Crofter’s Kitchen opens container restaurant beside the NC500

Grant Mercer
Chef Grant Mercer has two fledgling projects on his hands

Crofter’s Kitchen, the award-winning eatery on the NC500 next to Scourie Beach, has expanded, with the opening of a converted 40-foot shipping container restaurant.

Situated in northwest Sutherland at the very edge of Scotland, where the road runs out and the Atlantic begins, the new restaurant has been 18 months in the making, navigating planning applications, funding pitches and complex infrastructure challenges on a working Highland croft far from the national grid.

The new indoor dining space sits metres from the Atlantic on Croft 17, Scouriemore, and opens year-round for the first time in the business’s history.

For the first time, the kitchen will be able to cook through every season, not just for summer NC500 visitors, but for anyone who makes the journey to Scotland’s far northwest edge.

Inside, the space is described as being ‘unlike anything else on the NC500’. With rustic timber walls, and authentic sheepskins in white, grey and brown on every chair, the interior was designed to feel like a cosy fisherman’s cabin — warm, characterful and completely rooted in place.

Three custom-commissioned circular artworks by local Sutherland artist Sheilah Cunningham hang above the tables like portholes looking out to sea, each depicting the Atlantic waves that crash onto Scourie Beach metres away.

“We wanted to create the cosiest dining space in the Highlands,” said Heather Mercer, co-founder of Crofter’s Kitchen. “Paint-splattered timber, sheepskins on every chair, artwork by a local artist and the Atlantic metres away.

“We have taken the very best of what is on our doorstep and we are cooking it for everyone.”

But the Crofter’s Kitchen food has always been the heart of its story – favourites include tandoori monkfish kebabs, wild garlic pesto gnocchi with fresh local fish and a prawn and crayfish roll dressed in a house-made Irn-Bru hot sauce.

Head Chef Grant Mercer, who left his role as head chef at the Kylesku Hotel to open the layby food truck in spring 2024, built the business around a 30-mile sourcing radius that is less a concept than a geographical reality.

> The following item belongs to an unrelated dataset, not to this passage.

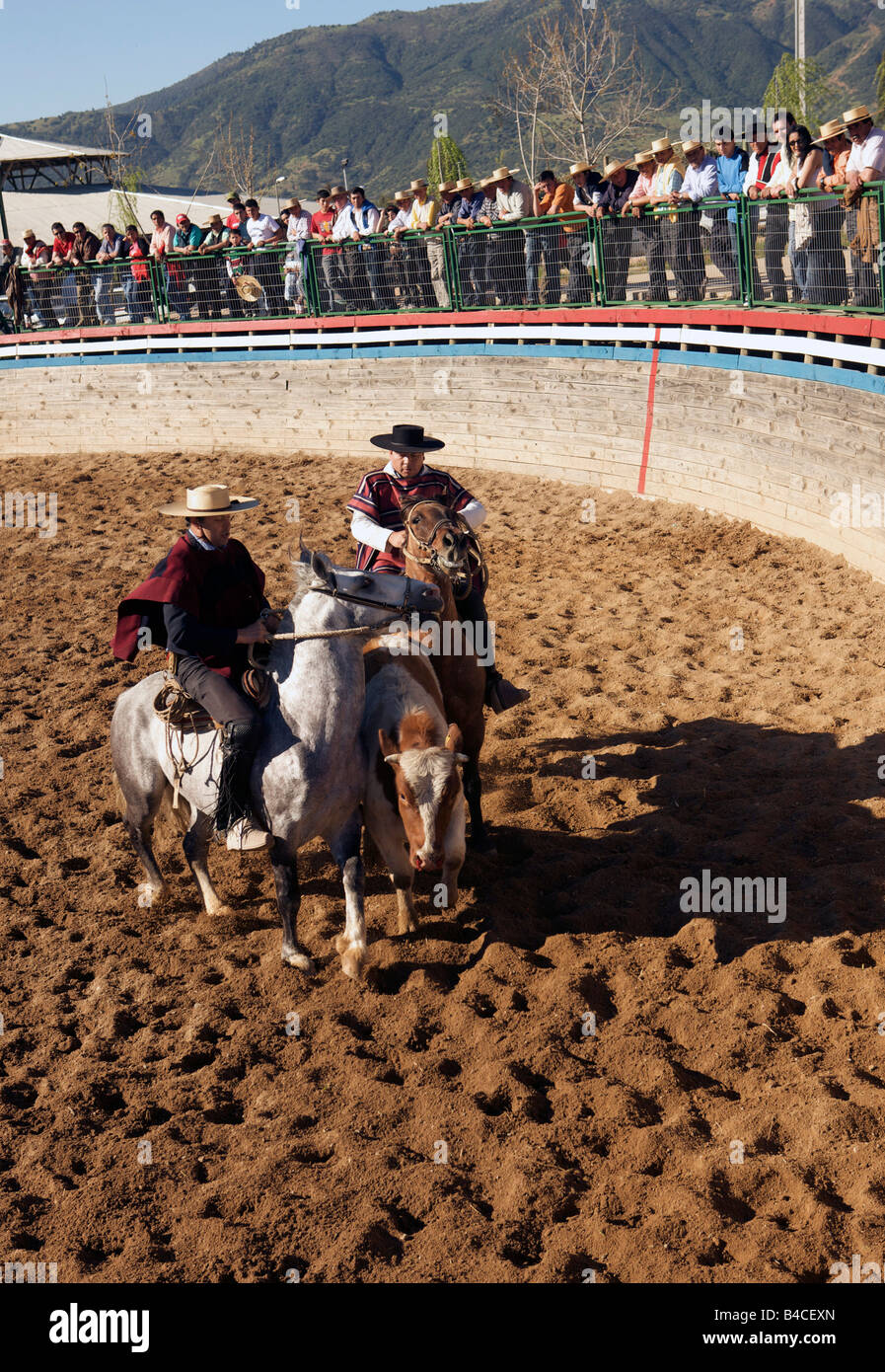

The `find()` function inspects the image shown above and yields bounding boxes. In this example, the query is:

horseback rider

The lobsters, langoustines and crab come from a neighbour who goes out on his boat every morning and brings the catch directly to the kitchen. The scallops are hand-dived just off the coast in northwest Sutherland — the signature dish pairs them with a chorizo risotto and local black pudding.

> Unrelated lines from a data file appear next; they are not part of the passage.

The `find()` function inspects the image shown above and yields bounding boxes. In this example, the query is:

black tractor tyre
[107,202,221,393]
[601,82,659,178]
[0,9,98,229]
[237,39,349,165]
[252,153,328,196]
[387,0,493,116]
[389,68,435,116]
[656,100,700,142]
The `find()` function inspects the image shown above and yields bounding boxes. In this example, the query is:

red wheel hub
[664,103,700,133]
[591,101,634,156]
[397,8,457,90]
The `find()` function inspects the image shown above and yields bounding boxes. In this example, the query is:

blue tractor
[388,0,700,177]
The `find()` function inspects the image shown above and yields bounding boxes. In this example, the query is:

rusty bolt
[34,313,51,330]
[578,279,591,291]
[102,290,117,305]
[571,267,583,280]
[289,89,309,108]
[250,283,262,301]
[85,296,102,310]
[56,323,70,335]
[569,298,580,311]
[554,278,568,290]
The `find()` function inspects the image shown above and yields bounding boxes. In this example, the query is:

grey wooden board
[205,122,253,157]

The meat comes from local crofting families, so there are no middlemen and ‘every supplier has a name’.

The new container restaurant opens alongside the existing outdoor food truck operation, giving diners the choice to eat outside with views across Scourie Beach or inside the new indoor space.

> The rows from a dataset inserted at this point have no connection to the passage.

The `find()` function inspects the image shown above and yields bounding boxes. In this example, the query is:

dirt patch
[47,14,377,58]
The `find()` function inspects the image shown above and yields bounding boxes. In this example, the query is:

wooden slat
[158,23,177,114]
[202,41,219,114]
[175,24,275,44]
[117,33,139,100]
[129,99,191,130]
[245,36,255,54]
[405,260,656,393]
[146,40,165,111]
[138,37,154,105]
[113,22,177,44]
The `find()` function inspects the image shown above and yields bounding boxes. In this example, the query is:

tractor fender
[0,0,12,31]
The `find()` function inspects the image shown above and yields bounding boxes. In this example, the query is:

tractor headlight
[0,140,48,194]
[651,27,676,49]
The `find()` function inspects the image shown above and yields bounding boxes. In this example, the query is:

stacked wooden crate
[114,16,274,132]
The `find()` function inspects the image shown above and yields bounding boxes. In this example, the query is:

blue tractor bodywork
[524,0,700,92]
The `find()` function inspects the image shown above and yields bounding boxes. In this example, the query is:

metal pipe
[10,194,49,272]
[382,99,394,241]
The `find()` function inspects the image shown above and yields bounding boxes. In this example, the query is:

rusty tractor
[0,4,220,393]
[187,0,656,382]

Through summer, the core menu will focus on fresh seafood and Highland produce. As the season moves into autumn and spring, the menu will shift to a dedicated seasonal dining offering croft-grown vegetables, Highland game and the finest coastal seafood the northwest can provide.

The business has received support from Highlands and Islands Enterprise and was awarded the Scottish EDGE Regional Award in 2025.

Heather and Grant Mercer

In just two seasons, Crofter’s Kitchen has become one of the NC500’s most celebrated food stops, winning Scotland’s Best Street Food at the Scotsman Scran Awards 2025, earning 4.9 stars across 500 verified Google reviews and holding the number one TripAdvisor ranking in Scourie, with 94% year-on-year turnover growth in year two.